Further on, she says:

“Critics and proponents of genetically modified organisms (GMOs) alike agree that genetically modified foods have failed to produce any untoward health effects, and that the risk to human health from foods contaminated with pathogens is far greater than from GMOs” [my emphasis]

I don’t think I need to belabour the point further: I am hopelessly compromised, in the eyes of some of the more rabid activists, by being a biotechnologist at all, and especially – Gasp!! – BECAUSE MY LAB MAKES GMOs!!!  However, if that makes me more amenable to believe actual evidence-based findings, rather than unsubstantiated media hype, then so be it.


Hype: “Regulators Discover a Hidden Viral Gene in Commercial GMO Crops!”

2 May, 2013

See on Scoop.itVirology News

by Jonathan Latham and Allison Wilson How should a regulatory agency announce they have discovered something potentially very important about the safety of products they have been approving for over twenty years?

Ed Rybicki‘s insight:

I am rather troubled by this article, because although it is obviously well-researched, it erects a house of cards from some rather flimsy initial premises.

The first is that the gene VI 3′ fragment, included as part of constructs for the 35S promoter, is in fact expressed in ANY of the transgenic plants it appears in: there is NO proof of this.

The second is that this same fragment encodes a polypeptide which has any/all of the functions associated with the full length protein: again, there is NO proof of this, although a throwaway statement is made that hints that it does.

The third is that the polypeptide fragment, IF expressed at all, would have deleterious effects in animals / humans: again, there is no conclusive proof of this at all, despite extensive toxicity trials.

There are other problems with the piece, including the statements:

“In general, viral genes expressed in plants raise both agronomic and human health concerns (reviewed in Latham and Wilson 2008).”

Sorry, this is not GENERALLY taken to be the case at all!

“This is because many viral genes function to disable their host in order to facilitate pathogen invasion.
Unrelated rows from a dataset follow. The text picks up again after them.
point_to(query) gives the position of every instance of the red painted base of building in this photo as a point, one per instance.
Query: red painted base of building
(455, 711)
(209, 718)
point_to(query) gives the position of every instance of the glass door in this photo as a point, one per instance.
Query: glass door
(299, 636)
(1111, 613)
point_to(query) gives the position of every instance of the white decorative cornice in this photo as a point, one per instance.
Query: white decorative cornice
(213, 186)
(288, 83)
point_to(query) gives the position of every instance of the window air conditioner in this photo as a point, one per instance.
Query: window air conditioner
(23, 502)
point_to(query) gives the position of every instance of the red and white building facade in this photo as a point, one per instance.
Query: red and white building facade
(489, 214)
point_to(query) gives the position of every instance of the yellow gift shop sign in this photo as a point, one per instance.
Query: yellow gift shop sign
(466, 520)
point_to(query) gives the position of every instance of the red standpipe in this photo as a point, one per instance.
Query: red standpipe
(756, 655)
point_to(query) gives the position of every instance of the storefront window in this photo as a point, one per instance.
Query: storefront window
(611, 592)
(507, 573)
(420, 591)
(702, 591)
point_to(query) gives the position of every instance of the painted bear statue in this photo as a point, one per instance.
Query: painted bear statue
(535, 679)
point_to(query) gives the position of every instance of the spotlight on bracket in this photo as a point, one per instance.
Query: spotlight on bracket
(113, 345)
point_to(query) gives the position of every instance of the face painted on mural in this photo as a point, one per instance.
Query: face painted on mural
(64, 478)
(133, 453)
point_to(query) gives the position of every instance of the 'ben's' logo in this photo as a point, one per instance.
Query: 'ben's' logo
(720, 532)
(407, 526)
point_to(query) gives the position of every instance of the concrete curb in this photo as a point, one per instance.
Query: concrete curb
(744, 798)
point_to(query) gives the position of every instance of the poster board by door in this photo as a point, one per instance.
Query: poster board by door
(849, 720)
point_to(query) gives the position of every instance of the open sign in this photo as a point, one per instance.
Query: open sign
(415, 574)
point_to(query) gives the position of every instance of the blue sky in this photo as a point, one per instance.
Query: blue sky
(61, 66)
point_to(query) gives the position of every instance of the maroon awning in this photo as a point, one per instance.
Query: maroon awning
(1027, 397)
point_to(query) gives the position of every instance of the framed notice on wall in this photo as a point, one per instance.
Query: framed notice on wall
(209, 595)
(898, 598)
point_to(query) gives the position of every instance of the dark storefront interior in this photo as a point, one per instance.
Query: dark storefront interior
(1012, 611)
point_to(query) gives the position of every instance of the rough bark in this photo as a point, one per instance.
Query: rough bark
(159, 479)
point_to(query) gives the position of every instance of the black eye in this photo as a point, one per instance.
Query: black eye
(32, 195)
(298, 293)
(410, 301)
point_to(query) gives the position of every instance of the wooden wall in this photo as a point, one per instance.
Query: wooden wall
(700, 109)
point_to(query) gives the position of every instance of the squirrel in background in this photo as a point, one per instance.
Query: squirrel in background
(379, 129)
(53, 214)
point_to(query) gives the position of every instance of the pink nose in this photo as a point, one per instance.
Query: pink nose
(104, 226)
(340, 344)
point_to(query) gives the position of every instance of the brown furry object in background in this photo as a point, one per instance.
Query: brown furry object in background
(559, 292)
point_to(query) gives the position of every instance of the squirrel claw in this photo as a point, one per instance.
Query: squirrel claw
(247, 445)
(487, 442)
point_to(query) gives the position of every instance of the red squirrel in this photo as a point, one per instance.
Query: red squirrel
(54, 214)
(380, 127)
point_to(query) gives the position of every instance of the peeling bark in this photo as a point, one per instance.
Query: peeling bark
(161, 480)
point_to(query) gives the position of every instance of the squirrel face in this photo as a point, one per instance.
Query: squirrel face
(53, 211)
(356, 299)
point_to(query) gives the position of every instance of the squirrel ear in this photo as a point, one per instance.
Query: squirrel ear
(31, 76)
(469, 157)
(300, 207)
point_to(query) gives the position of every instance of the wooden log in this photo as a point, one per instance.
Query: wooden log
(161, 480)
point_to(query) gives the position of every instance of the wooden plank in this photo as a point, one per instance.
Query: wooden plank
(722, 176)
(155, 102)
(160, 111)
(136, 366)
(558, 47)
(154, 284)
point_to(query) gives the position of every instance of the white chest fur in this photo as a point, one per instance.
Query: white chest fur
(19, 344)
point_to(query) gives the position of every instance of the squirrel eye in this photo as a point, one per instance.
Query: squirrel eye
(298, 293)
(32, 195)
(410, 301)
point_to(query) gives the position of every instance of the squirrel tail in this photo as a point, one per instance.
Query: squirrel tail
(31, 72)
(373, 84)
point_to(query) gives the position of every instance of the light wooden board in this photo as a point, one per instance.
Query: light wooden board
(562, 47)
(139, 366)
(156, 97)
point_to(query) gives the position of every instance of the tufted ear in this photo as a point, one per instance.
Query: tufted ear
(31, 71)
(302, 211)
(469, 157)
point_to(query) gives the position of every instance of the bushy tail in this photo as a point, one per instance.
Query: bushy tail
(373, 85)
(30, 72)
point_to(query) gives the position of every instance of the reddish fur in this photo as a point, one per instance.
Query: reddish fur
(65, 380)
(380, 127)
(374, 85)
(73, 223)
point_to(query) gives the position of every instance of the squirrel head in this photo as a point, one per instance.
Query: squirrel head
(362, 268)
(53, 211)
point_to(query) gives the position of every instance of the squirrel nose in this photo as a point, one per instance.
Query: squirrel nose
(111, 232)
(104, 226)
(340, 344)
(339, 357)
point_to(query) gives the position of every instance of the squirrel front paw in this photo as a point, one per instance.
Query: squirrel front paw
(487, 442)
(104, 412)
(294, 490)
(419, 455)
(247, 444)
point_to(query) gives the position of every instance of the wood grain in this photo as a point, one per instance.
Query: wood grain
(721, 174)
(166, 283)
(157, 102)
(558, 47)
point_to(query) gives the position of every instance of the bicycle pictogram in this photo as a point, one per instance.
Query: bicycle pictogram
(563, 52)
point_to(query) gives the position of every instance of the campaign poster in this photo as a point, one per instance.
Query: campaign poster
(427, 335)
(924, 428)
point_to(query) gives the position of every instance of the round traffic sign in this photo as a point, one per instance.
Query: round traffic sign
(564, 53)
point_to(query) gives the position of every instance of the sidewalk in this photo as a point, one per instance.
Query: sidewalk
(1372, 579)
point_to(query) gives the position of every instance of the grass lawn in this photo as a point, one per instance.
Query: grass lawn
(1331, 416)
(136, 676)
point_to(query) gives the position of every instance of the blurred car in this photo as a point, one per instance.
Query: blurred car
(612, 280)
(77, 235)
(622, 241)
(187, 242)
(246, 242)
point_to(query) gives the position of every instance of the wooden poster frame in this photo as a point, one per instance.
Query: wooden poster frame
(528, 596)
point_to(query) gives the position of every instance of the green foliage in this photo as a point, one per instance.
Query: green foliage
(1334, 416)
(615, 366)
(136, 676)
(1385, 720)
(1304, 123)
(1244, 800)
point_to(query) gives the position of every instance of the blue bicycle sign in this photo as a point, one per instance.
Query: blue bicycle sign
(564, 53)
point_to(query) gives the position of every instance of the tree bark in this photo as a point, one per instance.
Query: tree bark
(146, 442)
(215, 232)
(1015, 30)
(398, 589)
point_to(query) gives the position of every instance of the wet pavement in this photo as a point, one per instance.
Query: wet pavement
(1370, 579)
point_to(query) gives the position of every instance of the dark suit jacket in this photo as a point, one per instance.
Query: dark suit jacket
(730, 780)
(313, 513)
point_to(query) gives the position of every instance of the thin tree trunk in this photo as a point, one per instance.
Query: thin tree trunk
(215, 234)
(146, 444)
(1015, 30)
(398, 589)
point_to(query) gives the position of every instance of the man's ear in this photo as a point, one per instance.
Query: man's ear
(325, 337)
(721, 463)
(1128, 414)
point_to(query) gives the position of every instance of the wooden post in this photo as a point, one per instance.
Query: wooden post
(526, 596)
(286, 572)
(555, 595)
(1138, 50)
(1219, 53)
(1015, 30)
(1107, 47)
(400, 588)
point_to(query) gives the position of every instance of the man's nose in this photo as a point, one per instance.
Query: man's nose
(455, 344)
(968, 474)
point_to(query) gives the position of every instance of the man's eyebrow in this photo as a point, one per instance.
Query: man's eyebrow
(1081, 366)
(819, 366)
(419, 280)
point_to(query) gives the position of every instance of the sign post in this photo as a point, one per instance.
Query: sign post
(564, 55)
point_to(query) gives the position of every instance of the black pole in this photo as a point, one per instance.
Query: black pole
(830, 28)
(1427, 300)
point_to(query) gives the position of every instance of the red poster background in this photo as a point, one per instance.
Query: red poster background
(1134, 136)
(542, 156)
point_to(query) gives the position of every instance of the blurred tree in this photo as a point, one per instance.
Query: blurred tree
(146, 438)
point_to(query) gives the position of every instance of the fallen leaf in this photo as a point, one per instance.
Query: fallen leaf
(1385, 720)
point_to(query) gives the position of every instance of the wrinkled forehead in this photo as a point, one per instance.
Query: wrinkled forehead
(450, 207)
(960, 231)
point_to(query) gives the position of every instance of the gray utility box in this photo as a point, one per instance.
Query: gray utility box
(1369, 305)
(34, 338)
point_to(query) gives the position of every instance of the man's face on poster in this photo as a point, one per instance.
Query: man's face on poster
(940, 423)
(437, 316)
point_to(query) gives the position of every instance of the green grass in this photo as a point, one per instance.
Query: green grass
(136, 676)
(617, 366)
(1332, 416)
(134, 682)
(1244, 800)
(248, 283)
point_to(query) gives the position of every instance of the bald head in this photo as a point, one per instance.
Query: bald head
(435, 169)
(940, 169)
Often, this is achieved by incapacitating specific anti-pathogen defenses. Incorporating such genes could clearly lead to undesirable and unexpected outcomes in agriculture.”

Really? It has been clearly demonstrated that the anti-host function works in very different hosts, meaning this last sentence is true? Where?

“Furthermore, viruses that infect plants are often not that different from viruses that infect humans. For example, sometimes the genes of human and plant viruses are interchangeable, while on other occasions inserting plant viral fragments as transgenes has caused the genetically altered plant to become susceptible to an animal virus (Dasgupta et al. 2001).”

Oooooh…the taurine excreta value is high in this one…while an argument can be made that certain viruses of plants and of animals have a common origin, and are not THAT different in a long-term evolutionary sense, there are NO viruses that have been shown to infect both plants and mammals – NONE.

As for Dasgupta et al., what they showed was that flockhouse virus – an insect virus which replicates in plant cells but does not spread in plants – CAN spread in plants IF these are expressing CERTAIN plant virus-derived movement proteins. Which, I will note, are NOT components of any DNA in released GM plants of which I am aware.

And replication does not = “susceptible”: it means the virus CAN replicate and spread, NOT that it causes disease. I note that there are many viruses which replicate in both an insect and a plant, and others that replicate only in a plant but can be spread by an insect, and yet others which replicate in an insect only but can survive in plants as a reservoir. I note further that there are NO examples which can do any of these things in a plant and a mammal.

So – an interesting article, as I said, but one that is unnecessarily alarmist.